Mysteries of Benghazi

Stephen Hayes
November 6 is not only Election Day, it's also the eight-week anniversary of the terrorist attacks on the U.S. consulate in Benghazi, Libya.

Regardless of which candidate wins, the American people deserve answers to the many unanswered questions about the attack—and the events that preceded and followed it. The Benghazi debacle is a drama in three parts: the lack of security before the attacks, the flaccid response during the attacks, and the misleading narrative after the attacks. There are unanswered questions about each part. Here are some of the most important.

Part One

Before the attack, a wide array of U.S. officials provided stark warnings about inadequate security in Benghazi. They include Eric Nordstrom, former regional security officer for the State Department in Libya; Lt. Col. Andrew Wood, a site security commander in Libya from February to August 2012; the unknown author of letters dated the day of the attack and found on the consulate floor; and, of course, the late Ambassador Christopher Stevens himself. Why didn’t they receive the assistance they requested?

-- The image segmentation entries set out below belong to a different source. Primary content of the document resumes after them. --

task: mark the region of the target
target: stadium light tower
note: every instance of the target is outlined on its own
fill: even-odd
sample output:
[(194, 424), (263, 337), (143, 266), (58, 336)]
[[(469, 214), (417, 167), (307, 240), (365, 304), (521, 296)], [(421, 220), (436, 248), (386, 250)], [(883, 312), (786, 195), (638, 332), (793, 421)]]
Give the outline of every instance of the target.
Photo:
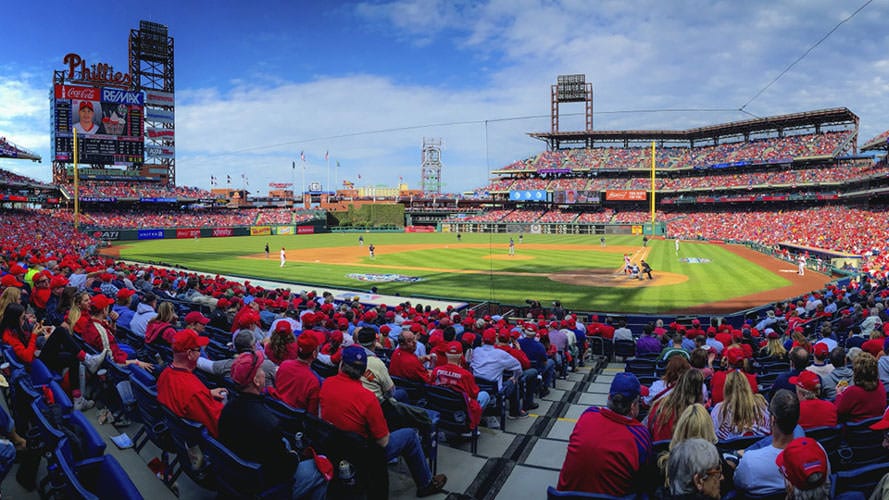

During the vice presidential debate, Joe Biden claimed: “We weren’t told they wanted more security there.” National Security Council spokesman Tommy Vietor later clarified that Biden was speaking “for himself and the president.” In fact, an August 16 State Department cable summarizing an emergency meeting at the U.S. mission in Benghazi was circulated to White House and NSC officials just three weeks before the attack. It reported that the regional security officer “expressed concerns with the ability to defend Post in the event of a coordinated attack due to limited manpower, security measures, weapons capabilities, host nation support and the overall size of the compound.” Does the administration maintain that no one at the White House or NSC was aware of these urgent requests?

Several officials with responsibility for security in -Benghazi spoke of a “normalization” directive that included a conscious effort to reduce the security posture at the consulate. Who proposed “normalization” and who issued the directive to reduce security?